The Failure to Value Caregiving

Caregivers in long-term care facilities help residents with the activities of daily living — eating, bathing, getting dressed. The work isn’t glamorous, but it is vital. Yet it isn’t unusual for an aide in a nursing home to earn only $12 to $13 an hour.

Staff shortages are common in nursing home, in part because demanding low-wage jobs are subject to high turnover. Staff shortages compromise the quality of care and reduce the opportunity for isolated residents to engage in social interaction.

Low wages result from classifying aides as unskilled workers. Robyn Stone, senior vice president of research for an organization that represents nonprofit nursing homes, told NBC that aides — the people who help residents live — are far from unskilled. Their pay should reflect their value.

Changing the System

Medicare generally won’t cover long-term stays in a nursing home. That coverage failure isn’t an oversight, but an intentional policy decision designed to control the cost of Medicare. Yet the Medicare budget is artificially constrained by a decision to place a cap on payroll taxes. Median-income workers pay the tax on their entire income, while high-income workers pay the tax on a lower percentage of their income. An act of political courage to tax all workers equally, or at least to raise the cap substantially, would make it possible for Medicare to pay for services that it now fails to cover.

Most nursing home coverage is paid by Medicaid, a program that is available only to people of limited means.
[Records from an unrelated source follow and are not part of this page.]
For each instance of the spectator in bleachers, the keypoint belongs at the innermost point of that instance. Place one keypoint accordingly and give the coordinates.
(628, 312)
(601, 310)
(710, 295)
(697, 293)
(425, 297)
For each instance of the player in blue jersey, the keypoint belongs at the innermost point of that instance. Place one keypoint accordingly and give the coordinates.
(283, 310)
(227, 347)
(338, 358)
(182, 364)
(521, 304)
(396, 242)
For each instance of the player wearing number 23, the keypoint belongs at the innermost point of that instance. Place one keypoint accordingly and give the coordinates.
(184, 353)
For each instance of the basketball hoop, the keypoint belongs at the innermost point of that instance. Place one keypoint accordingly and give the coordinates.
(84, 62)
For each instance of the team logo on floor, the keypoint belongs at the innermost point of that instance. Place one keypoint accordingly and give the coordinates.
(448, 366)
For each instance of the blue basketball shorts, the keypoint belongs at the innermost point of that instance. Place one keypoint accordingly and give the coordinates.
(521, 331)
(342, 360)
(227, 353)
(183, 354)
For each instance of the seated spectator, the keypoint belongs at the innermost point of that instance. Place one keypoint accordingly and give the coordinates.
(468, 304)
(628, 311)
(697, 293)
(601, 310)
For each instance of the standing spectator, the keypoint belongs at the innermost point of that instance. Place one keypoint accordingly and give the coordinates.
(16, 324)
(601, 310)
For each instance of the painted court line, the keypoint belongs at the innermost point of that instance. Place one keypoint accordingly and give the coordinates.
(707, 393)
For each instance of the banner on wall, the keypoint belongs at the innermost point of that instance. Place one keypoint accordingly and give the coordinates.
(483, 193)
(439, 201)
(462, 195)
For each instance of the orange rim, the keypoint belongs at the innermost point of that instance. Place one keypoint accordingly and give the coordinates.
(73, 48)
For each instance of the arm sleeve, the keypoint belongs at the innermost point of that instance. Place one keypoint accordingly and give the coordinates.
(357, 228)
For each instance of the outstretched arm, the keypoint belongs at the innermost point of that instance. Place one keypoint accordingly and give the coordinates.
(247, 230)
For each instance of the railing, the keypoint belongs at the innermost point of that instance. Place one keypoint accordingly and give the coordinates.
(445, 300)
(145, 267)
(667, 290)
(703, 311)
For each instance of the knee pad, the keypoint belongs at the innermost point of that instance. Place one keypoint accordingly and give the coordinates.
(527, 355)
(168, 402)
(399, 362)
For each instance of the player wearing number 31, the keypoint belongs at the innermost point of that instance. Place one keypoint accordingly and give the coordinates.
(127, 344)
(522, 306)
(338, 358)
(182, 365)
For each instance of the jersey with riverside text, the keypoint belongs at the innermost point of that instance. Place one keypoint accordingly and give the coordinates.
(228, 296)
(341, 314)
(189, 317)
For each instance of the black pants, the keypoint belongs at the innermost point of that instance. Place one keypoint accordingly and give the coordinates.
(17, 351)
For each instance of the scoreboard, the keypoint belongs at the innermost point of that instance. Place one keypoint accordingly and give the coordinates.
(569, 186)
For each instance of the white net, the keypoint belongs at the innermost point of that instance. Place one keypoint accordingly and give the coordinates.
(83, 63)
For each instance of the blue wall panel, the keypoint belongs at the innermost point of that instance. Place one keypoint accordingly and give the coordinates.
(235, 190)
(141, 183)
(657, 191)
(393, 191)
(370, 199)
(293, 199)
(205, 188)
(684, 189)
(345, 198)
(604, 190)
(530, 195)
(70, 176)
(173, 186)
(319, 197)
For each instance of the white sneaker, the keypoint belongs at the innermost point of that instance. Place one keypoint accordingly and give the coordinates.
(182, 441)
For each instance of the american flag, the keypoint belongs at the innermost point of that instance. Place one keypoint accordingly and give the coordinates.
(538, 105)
Patients generally need to spend down their assets, deliberately impoverishing themselves, to qualify for Medicaid coverage of a nursing home stay. Nursing homes complain, however, that Medicaid reimbursement rates are far too low to pay for quality care.

Most industrialized countries cover long-term elder care as a public benefit, assuring that everyone who needs care receives it. For all its resources, the United States lags far behind Japan and Western European nations. Perhaps the public’s focus on the nursing home during the pandemic will convince people to pressure their elected representatives to devote public resources to the care of America’s aging population.